Kennicott's high grade copper ore, previously known and used by the region's Ahtna native population, was among the nation's richest deposits ever found in the twentieth century.
In the summer of 1900, prospectors Clarence Warner and "Tarantula Jack" Smith were exploring the east side of the Kennicott Glacier. As they drew closer to the limestone-greenstone contact, they could not miss the magnificent green cliffs of copper perches on the mountainside. Their discovery was staked as the "Bonanza mine outcrop". A young and ambitious mining engineer, Stephen Birch, later purchased this claim. Birch was financially backed by some of the most influential families of the time, including the Morgans and Guggenheims. Originally called the Alaska Syndicate, it became the Kennecott Copper Corporation in 1915. (The mining company was named after the Kennicott Glacier. It was misspelled as Kennecott, with an "e" instead of an "i".)
Along with the building of the mine and mill works, the corporation controlled the entire transportation route. It funded 196 miles of railroad from Kennicott to Cordova, and organized a steamship line that shipped the ore to the smelters in Tacoma, Washington. From the first shipment of high grade copper ore in 1911 to the final shipment in 1938, approximately $200 million worth of copper traveled the Copper River & Northwestern Railway to the port of Cordova. Today the McCarthy road follows the old rail bed of this railroad.

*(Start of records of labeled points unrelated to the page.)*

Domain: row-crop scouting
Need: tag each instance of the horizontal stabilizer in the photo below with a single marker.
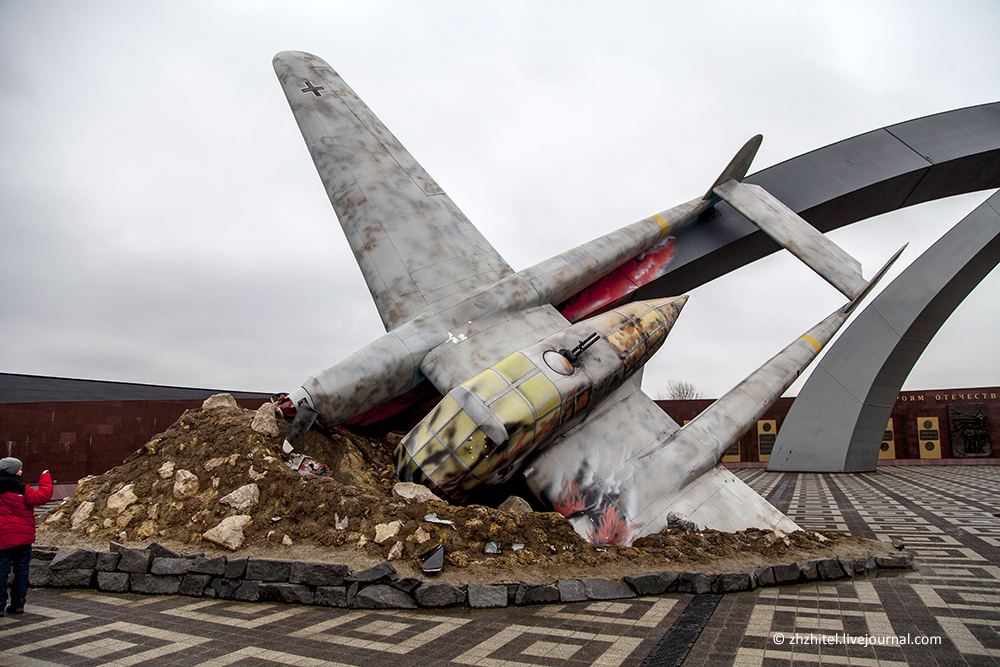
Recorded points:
(795, 235)
(874, 281)
(721, 501)
(739, 165)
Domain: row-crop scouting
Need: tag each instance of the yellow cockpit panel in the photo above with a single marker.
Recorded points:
(540, 392)
(487, 384)
(419, 437)
(458, 429)
(514, 411)
(515, 367)
(440, 415)
(472, 449)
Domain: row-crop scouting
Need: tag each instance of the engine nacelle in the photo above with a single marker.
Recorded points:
(483, 430)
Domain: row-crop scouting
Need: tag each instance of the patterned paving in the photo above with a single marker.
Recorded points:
(953, 600)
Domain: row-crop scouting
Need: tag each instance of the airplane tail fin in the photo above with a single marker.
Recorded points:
(737, 168)
(874, 281)
(795, 235)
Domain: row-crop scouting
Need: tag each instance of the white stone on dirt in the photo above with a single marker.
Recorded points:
(419, 536)
(414, 493)
(122, 498)
(515, 505)
(242, 498)
(229, 532)
(220, 401)
(185, 484)
(385, 531)
(81, 514)
(266, 420)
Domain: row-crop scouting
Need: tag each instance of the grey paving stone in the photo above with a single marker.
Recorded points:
(287, 593)
(134, 560)
(70, 578)
(247, 591)
(236, 568)
(481, 596)
(80, 558)
(160, 551)
(195, 584)
(162, 565)
(438, 594)
(107, 561)
(603, 589)
(263, 569)
(43, 552)
(535, 592)
(407, 585)
(331, 596)
(765, 575)
(899, 560)
(381, 596)
(318, 574)
(571, 590)
(787, 573)
(215, 567)
(152, 584)
(733, 582)
(113, 582)
(38, 572)
(694, 582)
(224, 589)
(383, 573)
(653, 583)
(809, 571)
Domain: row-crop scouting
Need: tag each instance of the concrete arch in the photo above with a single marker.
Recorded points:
(916, 161)
(837, 421)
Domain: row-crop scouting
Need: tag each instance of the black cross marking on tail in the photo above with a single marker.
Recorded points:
(312, 89)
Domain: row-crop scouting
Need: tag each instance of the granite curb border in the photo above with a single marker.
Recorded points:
(156, 570)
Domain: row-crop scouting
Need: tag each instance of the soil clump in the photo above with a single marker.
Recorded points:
(221, 462)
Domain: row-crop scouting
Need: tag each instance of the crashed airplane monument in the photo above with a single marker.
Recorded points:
(537, 371)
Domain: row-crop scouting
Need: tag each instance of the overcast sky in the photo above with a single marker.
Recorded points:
(162, 221)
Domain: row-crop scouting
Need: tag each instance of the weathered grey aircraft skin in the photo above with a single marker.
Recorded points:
(525, 390)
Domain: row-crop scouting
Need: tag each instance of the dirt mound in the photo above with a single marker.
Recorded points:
(214, 464)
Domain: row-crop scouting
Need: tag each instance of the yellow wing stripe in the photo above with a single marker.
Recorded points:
(812, 341)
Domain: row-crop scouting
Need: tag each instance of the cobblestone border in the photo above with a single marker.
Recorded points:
(159, 571)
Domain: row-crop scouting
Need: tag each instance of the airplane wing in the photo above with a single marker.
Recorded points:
(615, 481)
(414, 246)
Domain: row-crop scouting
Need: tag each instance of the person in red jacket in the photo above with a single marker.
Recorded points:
(17, 529)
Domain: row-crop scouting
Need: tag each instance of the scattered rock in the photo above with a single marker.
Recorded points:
(223, 401)
(515, 505)
(185, 484)
(242, 498)
(386, 531)
(81, 514)
(121, 499)
(438, 594)
(486, 597)
(265, 420)
(414, 493)
(229, 532)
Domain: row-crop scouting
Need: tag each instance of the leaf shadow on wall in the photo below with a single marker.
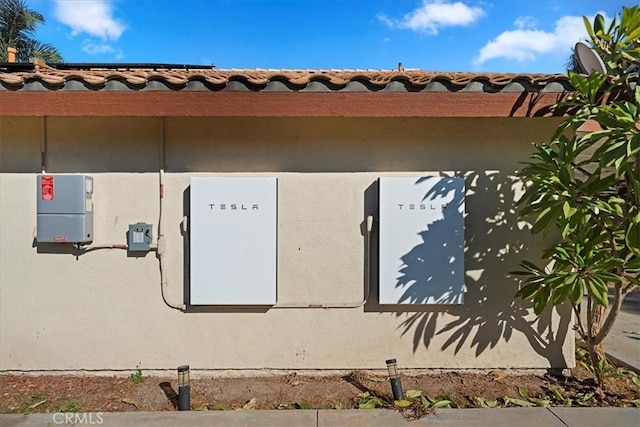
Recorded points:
(495, 242)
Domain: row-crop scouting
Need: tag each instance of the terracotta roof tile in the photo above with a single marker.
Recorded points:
(95, 78)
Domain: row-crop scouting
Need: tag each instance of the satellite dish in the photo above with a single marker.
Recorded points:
(589, 59)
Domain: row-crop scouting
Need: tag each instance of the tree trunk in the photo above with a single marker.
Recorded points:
(596, 347)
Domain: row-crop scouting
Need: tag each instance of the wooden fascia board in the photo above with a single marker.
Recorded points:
(276, 104)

At its peak, the Kennicott Copper Corporation employed about 600 people: approximately 300 in the mill camp, where the ore was processed, and 200-300 lived in the mines up the mountain. Kennicott was a self-contained company town in the truest sense of the word. It came complete with a hospital, general store, schoolhouse, baseball-field, skating rink, tennis court, recreation hall and dairy.
Kennicott Tours
Access to the town is by shuttle van out of McCarthy. The more ambitious could also walk the old wagon trail which passes by the old Kennicott cemetery. Tours are given of the town of Kennicott including the old mill building. No trip to McCarthy or Wrangell-St. Elias National Park is complete without a tour of Kennicott.